Puglia

Diffonde foto finte dell’amica nuda: arrestato 19enne a Foggia

Arrestato un 19enne a Foggia: sarebbe il responsabile delle foto false che ritraevano una ragazza nuda, e che erano state diffuse sui social, oltre che affisse per le strade e davanti all’istituto scolastico “Lanza”. La Polizia di Stato ha dato esecuzione all’ordinanza di applicazione della misura cautelare degli arresti domiciliari – emessa dal giudice per le indagini preliminari del Tribunale di Foggia – nei confronti di un 19enne. Nei suoi riguardi sono emersi gravi indizi di colpevolezza per il reato di atti persecutori. La vicenda era diventata di dominio pubblico subito dopo l’estate, dopo che Arianna Petti – questo il nome della vittima – aveva presentato querela il 31 luglio. Denunciava che a partire già da giugno aveva ritrovato, davanti alla scuola “Lanza”, alcune immagini che mostravano il suo volto sovrapposto alle parti intime di un’altra donna, accompagnate da frasi volgari e diffamatorie. “Sono stata travolta da un’ondata di odio e violenza”, aveva raccontato la ragazza in un video. Quelle immagini, per giunta, erano corredate dal suo numero di telefono e da inviti a contattarla. Dal momento della denuncia, gli inquirenti hanno avviato la indagini, partendo anche dal fatto che la stessa vittima aveva indicato il coetaneo come una delle persone in possesso di sue foto. Dagli accertamenti effettuati, si sono rivelate del tutto compatibili con quelle utilizzate per confezionare i “montaggi” diffusi e affissi anche nei pressi di una serie di altre scuole, oltre che del “Lanza”.
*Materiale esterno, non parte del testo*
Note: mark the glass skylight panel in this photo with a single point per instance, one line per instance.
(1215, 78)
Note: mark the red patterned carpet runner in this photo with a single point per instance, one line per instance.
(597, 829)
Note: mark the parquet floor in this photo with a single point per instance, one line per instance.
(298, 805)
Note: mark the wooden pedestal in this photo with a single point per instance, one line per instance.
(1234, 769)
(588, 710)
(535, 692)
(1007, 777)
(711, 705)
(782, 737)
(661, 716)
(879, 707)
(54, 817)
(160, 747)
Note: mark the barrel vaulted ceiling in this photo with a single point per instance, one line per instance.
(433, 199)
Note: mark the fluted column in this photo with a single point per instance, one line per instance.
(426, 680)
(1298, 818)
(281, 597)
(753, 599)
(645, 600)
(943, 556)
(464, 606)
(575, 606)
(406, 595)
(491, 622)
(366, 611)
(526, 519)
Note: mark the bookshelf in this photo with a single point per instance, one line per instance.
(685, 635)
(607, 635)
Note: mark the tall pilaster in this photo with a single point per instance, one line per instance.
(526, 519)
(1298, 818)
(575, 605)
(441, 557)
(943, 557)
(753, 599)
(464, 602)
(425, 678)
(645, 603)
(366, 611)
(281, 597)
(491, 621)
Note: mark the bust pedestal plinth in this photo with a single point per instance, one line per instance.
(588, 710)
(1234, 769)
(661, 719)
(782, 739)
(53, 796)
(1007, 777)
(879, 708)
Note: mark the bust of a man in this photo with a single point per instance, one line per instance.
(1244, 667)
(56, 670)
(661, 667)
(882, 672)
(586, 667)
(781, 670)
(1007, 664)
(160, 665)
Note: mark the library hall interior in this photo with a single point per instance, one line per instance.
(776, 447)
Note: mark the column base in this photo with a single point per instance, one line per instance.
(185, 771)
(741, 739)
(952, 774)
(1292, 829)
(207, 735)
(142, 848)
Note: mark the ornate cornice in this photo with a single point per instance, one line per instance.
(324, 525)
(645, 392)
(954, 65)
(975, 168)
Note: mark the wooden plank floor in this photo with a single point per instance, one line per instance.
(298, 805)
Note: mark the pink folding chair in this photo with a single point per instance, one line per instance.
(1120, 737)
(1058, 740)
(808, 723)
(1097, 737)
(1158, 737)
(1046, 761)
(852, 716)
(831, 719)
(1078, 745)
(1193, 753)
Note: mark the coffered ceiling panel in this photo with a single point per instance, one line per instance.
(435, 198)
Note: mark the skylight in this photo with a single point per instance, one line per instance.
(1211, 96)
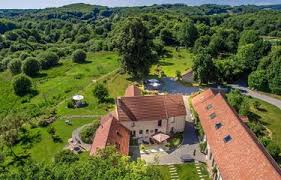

Le altre prove non hanno tardato ad arrivare: sui dispositivi informatici nella disponibilità del ragazzo è stata trovata una foto artefatta recante una didascalia, esattamente corrispondente a foto e didascalia affisse sulle pareti della scuola. A rafforzare la tesi degli inquirenti e portare a una svolta nelle indagini, inoltre, è stato il fatto di aver ritrovato alcune conversazioni intrattenute dal 19enne con il sistema di intelligenza artificiale “ChatGPT”: dall’analisi informatica dei dispositivi, infatti, si è accertato come l’indagato avesse chiesto all’intelligenza artificiale di formulare alcune frasi ridicolizzanti, “…che possano destare scalpore fra gli adolescenti e che siano ridicole per la vittima…”, che avrebbe poi utilizzato come sottotitoli a fotografie ritraenti altre persone. Infine, la consulenza tecnica disposta dal pubblico ministero ha permesso di evidenziare che il 19enne era riuscito a effettuare una parziale cancellazione dei dati, e aveva continuato a utilizzare l’intelligenza artificiale per farsi suggerire accorgimenti da utilizzare per eludere le investigazioni.